Thursday, June 4, 2009

Flex Your Social Media Muscles

New users to a tool like Twitter can be frequently discouraged. There is all this buzz, long-term users of the technology talk about how simple it is to get tweeting, and it seems like even your neighbor's cat has a twitter account (Tony Hseih, CEO of Zappo's cat has an account). So people are going to Twitter, signing up, following Oprah & Ashton Kutcher, sending them messages and getting no response. (Of course they aren't going to respond, they get dozens, if not hundreds of messages a minute - standing out is nearly impossible). It is easy to see why a person can get easily and quickly discouraged with their Twitter account right out of the gate.

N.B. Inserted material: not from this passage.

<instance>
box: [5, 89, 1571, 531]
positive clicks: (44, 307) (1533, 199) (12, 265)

Consider this - have you gone for a 26.2 mile jog from Hopkinton to the Back Bay on your first day out? OF COURSE NOT! People who run marathons start out small, running a mile (or less) their first time out. Eventually their body gets used to running and they go a little further and a little faster over the repeated days, weeks and months of training. Using social media is the same way. Not everyone who uses social media tools is going to be the marathon runners, some will be power walkers, others will be sprinters. The thing these people have in common is that they are doing this on a regular basis, day after day, practicing and getting better at it. They start off small, slow and eventually over time they create an effort that suits them, and they practice at it.

Wednesday, June 3, 2009

Adopting Social Media for New Users

I have been giving talks to networking groups in the area around Boston helping users get up to speed on the new Social Media technologies. I don't focus on the bleeding edge tools out there but the Elephants in the Room (pardon the cliche') Twitter, LinkedIn and Facebook - the job seekers triple threat. I'm finding discussions out there that align with my best practices for starting with social media - especially Twitter.


Tyson Goodridge recently offered some tips I agree with completely:

Step 1: Social Media is exactly that, it’s social. If you are the type of person who likes to surround yourself with lots of friends and colleagues, you’ll find social media easier to digest and learn.

Step 2: Yes, it’s public. If you aren’t comfortable sharing parts of your life besides your name, resume and the name of your company, this may not be for you, and that’s perfectly ok.

Step 3: It takes time: Rome wasn’t built in a day, so don’t try becoming friends with everyone online. You can’t fake social media. If you’re not the same person (or company) online as you are offline, people will call you out on it.




He has captured a great rule of thumb for personal use, there are also business application considerations. The initial consideration is identifying the appropriate balance of social forum building for your business. This includes considering manpower (don't have your one Marketing Manager sink all their time into Twitter, don't have an intern manage Twitter by posting randomly and sporadically), using the appropriate tools for your business Facebook could be a great marketing tool for a teen audience, but you need to keep your efforts diversified with traditional marketing when you're considering the Baby boomers who are abandoning Facebook. (See Switched's May 27th article)



Companies need to take a careful, methodical approach to building their social communities. Throwing the idea of using Twitter at a traditional marketer is not going to implement this as well someone who is passionate about using this technology and bringing it to the general population. Utilizing a careful, methodical and dedicated approach with a marketer skilled in the critical thought process attached to the roll-out of such technologies is the best practice when implementing social media marketing tools.